Las lecturas para éste domingo nos proponen el tema del amor sin límites, sin enjuiciamiento, con perdón incluso para nuestros enemigos. Seguros de contar con la gracia de Dios, en virtud del regalo recibido el día de nuestro bautismo, al igual que los discípulos de Jesucristo, somos llamados a adoptar siempre una actitud de perdón.

     El Evangelio del domingo pasado lo puso de manifiesto. Los ricos, los satisfechos, los que están felices, y aquéllos de quien todo el mundo habla bien, aparentemente están tranquilos, pero no lo son. En cambio, los que ahora experimentan dolor, los marginados, son los que han encontrado la verdad. No porque sean desdichados, sino porque siguiendo el ejemplo de nuestro Señor Jesucristo, han amado y aprendido a amar sin restricciones.

     Jesucristo fue rechazado, perseguido, traicionado, despreciado y llevado a la cruz, y luego resucitó. Jesús puso toda su confianza en Dios Padre, por eso fue exaltado y proclamado Señor para la gloria del Padre, elevado y puesto a su derecha (Flp 2,6-11).

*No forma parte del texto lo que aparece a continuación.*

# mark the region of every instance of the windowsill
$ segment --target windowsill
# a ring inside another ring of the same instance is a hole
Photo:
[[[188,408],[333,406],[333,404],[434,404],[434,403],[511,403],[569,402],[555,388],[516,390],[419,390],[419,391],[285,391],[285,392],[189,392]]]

     Contemplando a Jesucristo aprendemos a reconocer el verdadero valor de todas las cosas y en todas las situaciones. Nuestro comportamiento será moldeado en aquél revelado por Dios en la persona de nuestro Señor Jesucristo.

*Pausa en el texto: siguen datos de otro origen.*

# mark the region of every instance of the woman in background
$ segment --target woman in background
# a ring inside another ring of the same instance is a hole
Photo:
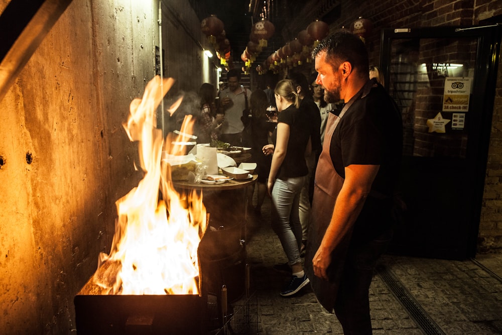
[[[253,207],[253,195],[254,185],[248,189],[248,201],[257,215],[261,214],[262,205],[267,194],[267,178],[270,172],[272,157],[263,154],[262,148],[269,144],[269,133],[272,131],[276,124],[268,122],[266,111],[269,104],[267,93],[258,89],[251,94],[249,98],[249,107],[251,109],[251,156],[253,162],[256,162],[257,167],[255,172],[258,175],[258,194],[257,194],[256,207]]]
[[[205,82],[199,89],[200,97],[200,115],[197,118],[196,135],[199,143],[210,143],[218,139],[218,131],[222,120],[220,115],[216,114],[214,86]]]
[[[309,282],[300,256],[302,226],[300,195],[308,173],[306,153],[310,153],[310,124],[308,116],[298,109],[299,98],[291,80],[279,81],[274,93],[279,112],[277,128],[272,134],[273,144],[263,147],[265,155],[273,155],[267,181],[272,199],[272,228],[288,257],[292,276],[281,292],[290,296]]]
[[[376,78],[376,81],[379,82],[382,86],[385,86],[385,79],[384,79],[384,74],[380,71],[380,69],[377,66],[369,67],[369,79]]]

     El pasaje del libro del Génesis seleccionado para éste domingo nos recuerda cómo José perdonó a sus hermanos y tuvo misericordia de ellos (Gn. 45, 25-28). El desear la venganza para aquél que nos ha ofendido, es una reacción espontánea y, aparentemente, justa. El dejar impune al agresor no es considerado ni por un instante. La Biblia, sin embargo, da testimonio del largo y paciente esfuerzo, necesario para, gradualmente, educar a los individuos en una conciencia colectiva de perdón.

     El libro del Génesis reporta que Lamec estaba dispuesto a matar a un joven incluso por una cicatriz recibida; su venganza no pararía, como la de Caín, en siete veces, sino que exigiría setenta y siete (Gn. 4,24) Las leyes antiguas son rápidas en dictar sentencias proporcionales para castigar al agresor. Así, la ley habla de compensación igual al mal cometido (Ex. 21,23-35).

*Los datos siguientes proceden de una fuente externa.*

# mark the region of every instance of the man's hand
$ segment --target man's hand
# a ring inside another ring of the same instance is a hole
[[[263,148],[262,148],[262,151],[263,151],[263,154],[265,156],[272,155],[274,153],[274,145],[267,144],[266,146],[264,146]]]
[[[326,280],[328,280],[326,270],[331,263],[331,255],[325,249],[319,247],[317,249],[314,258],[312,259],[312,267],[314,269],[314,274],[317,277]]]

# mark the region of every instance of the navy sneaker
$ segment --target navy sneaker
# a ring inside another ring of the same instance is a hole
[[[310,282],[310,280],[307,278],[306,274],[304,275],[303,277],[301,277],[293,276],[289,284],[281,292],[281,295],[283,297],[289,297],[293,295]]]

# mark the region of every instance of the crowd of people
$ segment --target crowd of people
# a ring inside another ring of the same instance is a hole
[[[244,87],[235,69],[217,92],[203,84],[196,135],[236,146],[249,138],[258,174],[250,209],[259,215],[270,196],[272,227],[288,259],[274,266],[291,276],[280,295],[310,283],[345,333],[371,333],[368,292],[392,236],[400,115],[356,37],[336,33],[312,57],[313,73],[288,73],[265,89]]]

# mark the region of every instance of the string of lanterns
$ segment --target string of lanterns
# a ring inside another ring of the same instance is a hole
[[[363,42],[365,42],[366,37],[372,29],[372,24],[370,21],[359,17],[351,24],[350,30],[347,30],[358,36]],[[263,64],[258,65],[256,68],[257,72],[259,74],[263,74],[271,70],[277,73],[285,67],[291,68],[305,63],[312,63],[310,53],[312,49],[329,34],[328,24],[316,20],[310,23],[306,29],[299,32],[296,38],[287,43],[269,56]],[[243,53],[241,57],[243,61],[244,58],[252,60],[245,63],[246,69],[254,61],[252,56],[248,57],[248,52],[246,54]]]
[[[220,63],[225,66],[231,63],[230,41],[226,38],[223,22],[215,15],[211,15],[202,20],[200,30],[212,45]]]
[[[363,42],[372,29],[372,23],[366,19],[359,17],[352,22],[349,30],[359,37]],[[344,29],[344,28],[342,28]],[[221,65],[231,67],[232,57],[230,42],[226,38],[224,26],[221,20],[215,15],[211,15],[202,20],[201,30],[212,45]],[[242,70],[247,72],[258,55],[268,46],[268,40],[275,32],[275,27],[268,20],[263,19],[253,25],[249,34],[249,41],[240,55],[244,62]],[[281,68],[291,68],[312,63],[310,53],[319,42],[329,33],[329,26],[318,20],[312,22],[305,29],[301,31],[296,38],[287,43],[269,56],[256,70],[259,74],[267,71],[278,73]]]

     Para prevenir una precipitada aplicación de la ley, se instituyó el derecho de asilo. Este designa lugares donde podía ir a refugiarse el que cometía un crimen involuntario (Ex. 21,12-13). Sin embargo, el culpable se entregaba a la sociedad para ser juzgado. Todo esto era bastante difícil de cumplir. Hoy podríamos asombrarnos de tal interpretación de la ley. ¿Pero, no es cierto que, después de tantos siglos, nosotros hacemos lo mismo y tenemos que vérnoslas todos los días con ese deseo de venganza?

     Por otra parte, las Escrituras nos urgen renunciar a la retribución personal contra aquéllos que nos han ofendido. A José le llevó mucho tiempo el tomar la decisión apropiada con la que pondría a prueba a sus hermanos. Con la ayuda de Dios decidió perdonarlos.

     José es un modelo para el creyente que, por su fidelidad a la palabra divina, permite a Dios cambiar un corazón vengativo por otro amoroso. Con ese testimonio José inspira a seguir su ejemplo a los fieles reunidos para celebrar la Eucaristía.

     El Evangelio de Lucas nos presenta la enseñanza de Jesús a la multitud que vino a escucharlo. Enseña que aquellos que aman a sus enemigos y hacen el bien a los que los odian; los que bendicen a los que los maldicen y ruegan por los que los maltratan; los que presentan la otra mejilla a los que les golpean y dan el manto a quienes les arrebatan el vestido; los que aman y dan a los enemigos sin esperar nada a cambio; todos ellos recibirán una gran recompensa y serán hijos del Altísimo, que es bueno con los malvados y desagradecidos.

     Esta doctrina marca definitivamente al cristiano. Es el documento de identidad. El que cumple esta enseñanza es el cristiano generoso, abierto a la compresión hasta lo inverosímil, enemigo de toda condena. Amén.